Research on Numerical Direct Shear Test of Soil-Rock Mixture Based on Particle Flow Code Simulation

Soil-rock mixture(SRM) is a typical heterogeneous and discontinuous material, whose mechanical properties are influenced by soils, rocks and interfaces of two components. In order to analyze the influence of rocks and soils on SRM mechanical behaviors and deformation, irregular clumps are generated using particle flow theory and particle flow code(PFC2D) to describe rock in this study. The discrete element model of SRM for the direct shear test is built and laboratory direct shear test results are used in mesoscopic parameters calibrations. According to the definition of "clump" in PFC2D code, SRM samples of certain rock contents could be simulated and numerical direct shear tests with different rock contents and different inter-element bonding strengths between soil particles are performed. The results show that the simulated shear strengths and strength parameters are in accordance with actual laboratory test results, which prove the reliability of the random rock block generation model and meso-parameters. The shear strength increases with rock block content increasing while the shear displacement at the peak shear stress decreases.
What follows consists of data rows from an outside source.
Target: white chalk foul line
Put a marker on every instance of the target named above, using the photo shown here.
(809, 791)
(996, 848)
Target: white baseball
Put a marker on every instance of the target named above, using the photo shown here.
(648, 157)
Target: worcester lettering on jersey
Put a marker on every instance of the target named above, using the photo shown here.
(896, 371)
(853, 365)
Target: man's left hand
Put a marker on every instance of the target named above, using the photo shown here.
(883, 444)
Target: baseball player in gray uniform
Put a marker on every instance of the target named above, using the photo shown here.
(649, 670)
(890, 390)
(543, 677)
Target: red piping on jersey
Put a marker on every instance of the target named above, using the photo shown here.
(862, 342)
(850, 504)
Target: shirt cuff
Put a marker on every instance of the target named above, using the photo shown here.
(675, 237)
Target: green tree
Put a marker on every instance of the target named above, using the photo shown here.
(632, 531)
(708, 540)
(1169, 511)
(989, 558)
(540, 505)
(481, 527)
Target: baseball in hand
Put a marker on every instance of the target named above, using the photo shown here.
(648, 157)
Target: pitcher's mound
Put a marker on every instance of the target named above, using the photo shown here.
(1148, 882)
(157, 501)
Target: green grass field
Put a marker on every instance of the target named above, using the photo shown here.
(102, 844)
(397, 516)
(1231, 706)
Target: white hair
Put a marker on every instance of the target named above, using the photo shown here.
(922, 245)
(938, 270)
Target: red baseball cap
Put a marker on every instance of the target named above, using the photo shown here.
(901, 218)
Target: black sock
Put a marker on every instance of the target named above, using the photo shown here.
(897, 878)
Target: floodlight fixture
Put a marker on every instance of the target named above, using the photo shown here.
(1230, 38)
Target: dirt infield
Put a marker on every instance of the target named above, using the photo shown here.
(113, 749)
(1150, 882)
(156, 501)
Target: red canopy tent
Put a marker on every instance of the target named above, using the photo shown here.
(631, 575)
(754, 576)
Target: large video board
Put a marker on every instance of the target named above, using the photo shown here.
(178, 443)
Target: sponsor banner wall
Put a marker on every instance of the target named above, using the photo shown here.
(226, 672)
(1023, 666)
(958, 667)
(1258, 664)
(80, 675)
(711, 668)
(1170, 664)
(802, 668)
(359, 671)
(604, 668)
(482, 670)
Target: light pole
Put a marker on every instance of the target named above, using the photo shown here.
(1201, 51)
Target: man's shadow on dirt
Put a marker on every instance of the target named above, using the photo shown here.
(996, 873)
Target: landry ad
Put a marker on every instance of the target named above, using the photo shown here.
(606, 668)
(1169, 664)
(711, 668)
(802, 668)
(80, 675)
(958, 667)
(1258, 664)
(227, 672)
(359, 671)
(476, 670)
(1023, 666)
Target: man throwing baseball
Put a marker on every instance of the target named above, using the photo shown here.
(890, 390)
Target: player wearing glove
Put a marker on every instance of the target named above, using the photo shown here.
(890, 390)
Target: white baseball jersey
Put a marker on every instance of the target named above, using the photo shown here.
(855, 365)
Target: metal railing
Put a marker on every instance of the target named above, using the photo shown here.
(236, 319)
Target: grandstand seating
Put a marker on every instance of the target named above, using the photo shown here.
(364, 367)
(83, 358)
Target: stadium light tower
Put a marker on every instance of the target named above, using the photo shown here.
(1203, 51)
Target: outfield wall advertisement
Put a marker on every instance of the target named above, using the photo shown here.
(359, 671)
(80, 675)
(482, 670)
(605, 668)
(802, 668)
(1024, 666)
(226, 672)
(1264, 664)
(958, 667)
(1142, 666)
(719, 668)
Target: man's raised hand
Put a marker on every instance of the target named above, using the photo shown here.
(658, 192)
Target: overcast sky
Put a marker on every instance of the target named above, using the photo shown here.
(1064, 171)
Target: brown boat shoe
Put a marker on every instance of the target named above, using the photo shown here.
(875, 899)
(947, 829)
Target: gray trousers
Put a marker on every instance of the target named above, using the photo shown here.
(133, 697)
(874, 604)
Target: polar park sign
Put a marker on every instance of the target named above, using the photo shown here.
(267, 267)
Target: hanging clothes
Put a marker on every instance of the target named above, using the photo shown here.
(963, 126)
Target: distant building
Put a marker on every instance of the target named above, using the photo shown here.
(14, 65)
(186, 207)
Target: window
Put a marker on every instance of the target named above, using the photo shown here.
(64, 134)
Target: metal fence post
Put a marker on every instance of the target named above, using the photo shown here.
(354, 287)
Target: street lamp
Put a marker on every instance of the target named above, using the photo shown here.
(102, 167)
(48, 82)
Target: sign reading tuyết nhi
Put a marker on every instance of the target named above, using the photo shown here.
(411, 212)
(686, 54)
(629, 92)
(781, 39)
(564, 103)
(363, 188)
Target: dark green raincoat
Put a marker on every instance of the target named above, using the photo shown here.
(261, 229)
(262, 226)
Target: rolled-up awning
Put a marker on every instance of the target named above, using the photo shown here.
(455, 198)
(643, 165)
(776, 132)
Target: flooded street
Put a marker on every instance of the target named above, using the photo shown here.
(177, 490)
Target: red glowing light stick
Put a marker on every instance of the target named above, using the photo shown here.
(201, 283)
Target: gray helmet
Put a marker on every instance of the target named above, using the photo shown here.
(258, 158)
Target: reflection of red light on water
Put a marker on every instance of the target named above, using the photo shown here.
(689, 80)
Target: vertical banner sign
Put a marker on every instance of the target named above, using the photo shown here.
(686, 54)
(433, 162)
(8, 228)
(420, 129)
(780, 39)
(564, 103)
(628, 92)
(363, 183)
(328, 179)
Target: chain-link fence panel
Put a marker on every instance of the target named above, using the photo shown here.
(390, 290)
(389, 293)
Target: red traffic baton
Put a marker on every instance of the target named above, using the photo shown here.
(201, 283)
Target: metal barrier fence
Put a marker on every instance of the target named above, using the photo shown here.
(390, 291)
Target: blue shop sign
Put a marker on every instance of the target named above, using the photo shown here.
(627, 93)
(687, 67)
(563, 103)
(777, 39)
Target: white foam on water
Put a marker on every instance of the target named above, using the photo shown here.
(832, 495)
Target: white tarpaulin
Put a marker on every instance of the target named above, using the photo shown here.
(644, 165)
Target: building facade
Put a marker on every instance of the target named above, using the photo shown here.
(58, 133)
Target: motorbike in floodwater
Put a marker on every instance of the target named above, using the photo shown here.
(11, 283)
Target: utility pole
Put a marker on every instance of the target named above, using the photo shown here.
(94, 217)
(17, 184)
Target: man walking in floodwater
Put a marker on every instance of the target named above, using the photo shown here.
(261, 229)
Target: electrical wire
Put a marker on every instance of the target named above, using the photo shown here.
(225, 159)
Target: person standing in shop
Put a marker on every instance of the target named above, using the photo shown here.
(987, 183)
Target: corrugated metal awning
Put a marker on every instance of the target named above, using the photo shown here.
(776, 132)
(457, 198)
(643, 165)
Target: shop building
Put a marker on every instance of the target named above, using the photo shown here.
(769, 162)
Under the higher rock content the cohesion increases to the peak value and then sags. The cohesion starts to rise again when rocks become the structural skeleton of SRM samples. The shear dilatancy occurs due to the uneven shear plane and dilatancy deformation becomes much larger in the higher rock content in SRM samples. As the inter-element bonding strength increasing, the peak shear stress and corresponding shear displacement keep increasing. The stress volatility and shear dilatancy are more apparent in SRM samples with a higher inter-element bonding strength. © 2021, The Editorial Board of Journal of Basic Science and Engineering. All right reserved.